Saturday, April 23, 2022

Process LXIII

Mary Todd Lincoln
(William H. Mumler, c. 1870)
As the semester winds to a close, I am confident in how well things have proceeded. I lost an entire week due to illness, and yet I am ahead of the homework game. I needed to complete at least 120 hours for my teaching internship, and I think I passed that finish line sometime, I don’t know. Today.

That was a difficult new work to bring to the finish line. I had a big, long cry in the shower after it was completed. That was a surprise. I haven’t cried like that in years. Not for two years. I was alone then, too.

As the semester winds down, I become wistful about online education. I have really enjoyed my illness narrative class; we have been covering a wide variety of often very affecting material. And in spite of our Zoom assemblage, I have become attached to this collection of students. They are all unique, compassionate, quirky, shepherded by our wonderful professor. I’ve loved this class, even though we have been attending from our personal spaces.

Then again, my personal space is a couch in front of a fire during the chilly Ohio months. Would I prefer traveling a half hour to get to a cinder block room downtown. I imagine not.

I will graduate in a year, and yet we are almost through. No classes this summer, fall quarter, next spring is all about the thesis. What will be my motivation to create, when there are no assignments with deadlines? Two plays a year, for two years. It’s a big deal.

And my brain, the reading, how will I keep up? When someone chucks a book at you and says read it, then write about it, then we’re gonna talk about it, that’s amazing. You make associations across narratives, connections between classes, and over the years.

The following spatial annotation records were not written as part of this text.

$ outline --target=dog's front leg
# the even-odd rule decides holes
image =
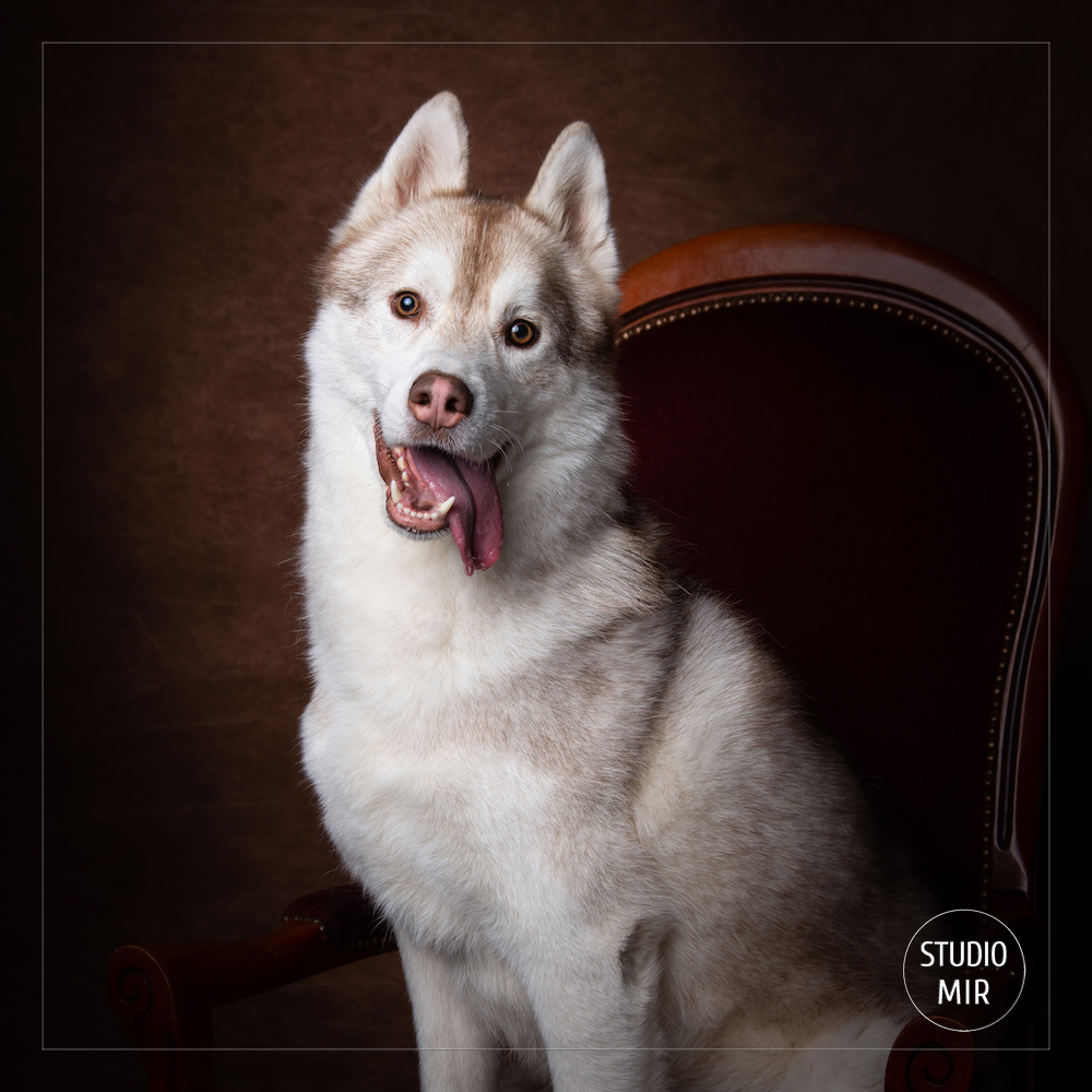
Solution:
[[[651,951],[570,948],[527,983],[553,1092],[660,1092],[667,1058]]]
[[[399,938],[413,1005],[422,1092],[489,1092],[496,1088],[499,1044],[467,989],[456,959]]]

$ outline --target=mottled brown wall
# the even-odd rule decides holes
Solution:
[[[336,876],[295,738],[300,342],[327,230],[425,98],[459,94],[492,192],[590,121],[626,263],[833,221],[1051,298],[1043,45],[58,44],[44,72],[49,1046],[126,1045],[114,946],[261,931]],[[379,963],[225,1010],[221,1042],[408,1045]],[[124,1055],[55,1060],[140,1087]],[[413,1069],[232,1054],[219,1087],[320,1061]]]

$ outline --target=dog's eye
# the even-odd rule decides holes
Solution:
[[[517,319],[505,332],[509,345],[526,348],[536,337],[538,331],[526,319]]]
[[[412,319],[420,312],[420,296],[415,292],[400,292],[391,300],[394,313],[402,319]]]

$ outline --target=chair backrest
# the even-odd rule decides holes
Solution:
[[[622,281],[636,484],[757,618],[949,906],[1029,909],[1081,418],[984,275],[830,225]]]

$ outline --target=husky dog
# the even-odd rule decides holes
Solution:
[[[422,1085],[879,1088],[928,911],[627,488],[598,145],[569,126],[521,203],[466,171],[437,95],[334,229],[307,344],[304,760]]]

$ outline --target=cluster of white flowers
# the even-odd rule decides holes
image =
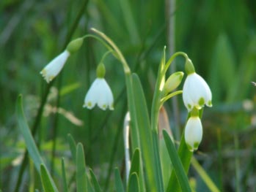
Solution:
[[[66,50],[54,58],[45,68],[40,72],[47,82],[50,82],[62,69],[70,54],[77,51],[81,44],[83,39],[78,38],[72,41],[67,47]],[[108,107],[109,110],[114,110],[114,99],[112,92],[106,82],[104,77],[105,68],[101,64],[97,69],[98,77],[93,82],[89,90],[88,91],[85,99],[84,107],[92,109],[95,104],[105,110]]]
[[[189,112],[192,110],[198,111],[205,104],[211,107],[212,95],[211,89],[204,79],[197,74],[194,70],[191,61],[189,65],[192,65],[187,71],[189,74],[184,85],[183,99],[183,102]],[[191,112],[185,127],[185,141],[191,151],[198,148],[202,137],[202,127],[201,120],[198,116],[198,112]]]
[[[47,82],[50,82],[62,70],[68,57],[76,52],[83,42],[82,38],[72,41],[66,50],[52,60],[42,71],[41,74]],[[205,105],[211,107],[211,91],[202,77],[194,72],[190,59],[186,59],[185,65],[188,76],[183,89],[183,99],[188,111],[191,112],[185,127],[185,140],[189,149],[197,150],[202,137],[202,127],[198,110]],[[104,79],[105,67],[100,63],[97,68],[97,78],[89,89],[83,107],[92,109],[97,105],[105,110],[114,110],[113,93]],[[164,85],[165,95],[175,89],[181,82],[183,73],[178,72],[172,74]],[[193,112],[196,111],[196,112]]]

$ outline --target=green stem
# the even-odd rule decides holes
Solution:
[[[80,20],[80,19],[82,16],[82,14],[84,12],[85,8],[87,7],[87,3],[88,3],[88,1],[86,0],[86,1],[84,1],[84,3],[81,6],[81,8],[79,13],[78,13],[78,15],[75,20],[75,23],[73,23],[73,26],[71,27],[71,29],[69,31],[70,32],[67,35],[66,41],[64,44],[63,49],[65,49],[67,47],[68,42],[70,40],[72,35],[74,34],[75,30],[77,28],[78,21]],[[39,127],[38,126],[40,123],[42,114],[43,112],[43,108],[44,108],[45,104],[46,103],[47,97],[48,97],[48,95],[49,93],[50,88],[53,85],[54,82],[54,80],[53,81],[51,81],[49,84],[48,84],[46,90],[45,90],[45,93],[43,95],[43,96],[42,97],[42,101],[41,101],[40,105],[39,107],[39,109],[37,110],[37,117],[35,118],[34,123],[32,128],[32,134],[33,137],[34,137],[34,135],[37,131],[37,128]],[[26,150],[24,158],[23,158],[22,163],[21,163],[21,169],[19,170],[19,172],[18,172],[18,180],[17,180],[16,185],[15,185],[15,191],[18,191],[18,189],[20,188],[21,181],[22,181],[23,174],[23,172],[24,172],[25,169],[26,169],[27,164],[28,164],[28,159],[29,159],[28,155],[29,155],[28,151],[27,151],[27,150]]]
[[[177,96],[178,94],[181,94],[183,93],[183,91],[177,91],[175,92],[173,92],[172,93],[168,94],[167,96],[166,96],[165,97],[164,97],[163,99],[161,99],[161,106],[164,104],[164,103],[167,101],[169,99]]]
[[[111,39],[110,39],[110,38],[109,37],[107,37],[106,34],[104,34],[103,33],[98,31],[97,29],[92,28],[91,30],[95,32],[95,34],[98,34],[99,36],[100,36],[103,39],[105,39],[111,47],[112,48],[115,50],[115,52],[117,53],[120,61],[121,61],[124,71],[125,71],[125,74],[131,74],[131,70],[130,68],[124,58],[124,56],[122,55],[121,51],[119,50],[119,48],[117,47],[117,46],[112,42]]]
[[[167,61],[167,64],[164,66],[164,74],[167,72],[169,66],[172,64],[172,61],[178,55],[183,56],[186,59],[189,58],[188,55],[183,52],[176,52],[175,54],[172,55],[172,57]]]

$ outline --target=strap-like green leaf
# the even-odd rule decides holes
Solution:
[[[71,134],[67,134],[67,141],[68,144],[70,145],[70,151],[72,154],[72,157],[73,161],[76,161],[76,146],[74,139],[73,138]]]
[[[55,192],[54,186],[51,181],[51,176],[44,164],[40,165],[40,175],[43,190],[45,192]]]
[[[96,177],[95,177],[95,175],[93,173],[92,169],[89,169],[89,174],[90,174],[91,177],[92,177],[92,183],[93,183],[94,189],[95,189],[95,192],[101,192],[102,191],[100,189],[100,185],[99,185],[99,183],[96,179]]]
[[[87,181],[83,145],[78,143],[76,147],[76,191],[87,191]]]
[[[149,187],[152,191],[163,191],[164,183],[158,147],[157,145],[153,145],[145,94],[138,75],[133,74],[132,77],[141,153],[145,166],[146,177],[148,179]],[[157,138],[155,142],[156,143],[158,142]]]
[[[67,183],[66,178],[66,172],[65,169],[64,158],[62,158],[62,180],[63,180],[63,191],[68,192]]]
[[[30,129],[29,128],[29,126],[23,110],[21,95],[20,95],[18,97],[17,104],[16,104],[16,115],[18,118],[18,127],[20,128],[20,131],[24,138],[26,146],[28,149],[29,155],[34,162],[34,166],[36,167],[37,172],[40,173],[42,171],[41,164],[43,165],[43,168],[42,168],[43,169],[43,172],[44,172],[43,174],[45,174],[45,175],[48,177],[47,183],[51,183],[51,185],[54,190],[51,191],[54,191],[54,192],[58,191],[57,188],[56,187],[56,185],[54,182],[54,180],[51,178],[50,174],[48,173],[48,171],[47,170],[47,168],[45,166],[45,164],[39,153],[37,145],[30,132]],[[46,181],[44,181],[42,179],[42,182],[46,182]]]
[[[169,155],[173,165],[173,169],[175,172],[182,191],[191,191],[186,172],[171,138],[165,130],[163,130],[163,135]],[[174,188],[174,186],[171,186],[170,188],[168,187],[167,191],[177,191],[177,188]]]
[[[134,172],[129,179],[128,185],[128,192],[139,192],[139,179],[136,172]]]
[[[134,172],[136,172],[138,175],[139,175],[139,149],[136,148],[134,153],[133,159],[131,164],[130,177]]]
[[[122,179],[120,177],[120,173],[119,172],[117,167],[114,169],[114,184],[115,184],[117,191],[125,192]]]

Yesterday, reading Out of Nowhere Into Nothing by Caryl Pagel, I learned about William Mumler, so-called spirit photographer. He let people believe that his double exposed images revealed the ghosts who accompany us, watch over us, and comfort us. It’s bogus, of course, but it feeds the imagination. Tuesday night I had a dream that I was visited by the ghosts of my parents; they were dead, in my dream, I knew that. These were their spirits. It was a revelation. It was sad, it was also an adventure.

(Later she quotes Roy Scranton’s book Learning To Die in the Anthropocene, which was assigned to me in a different class this semester, another example of my current educational experience answering back to itself. Are there really so few books? Is the world smaller than we believe it is?)

I need to write about ghosts. Like, literally, that’s the next thing I need to do, write a few scenes with ghosts in them.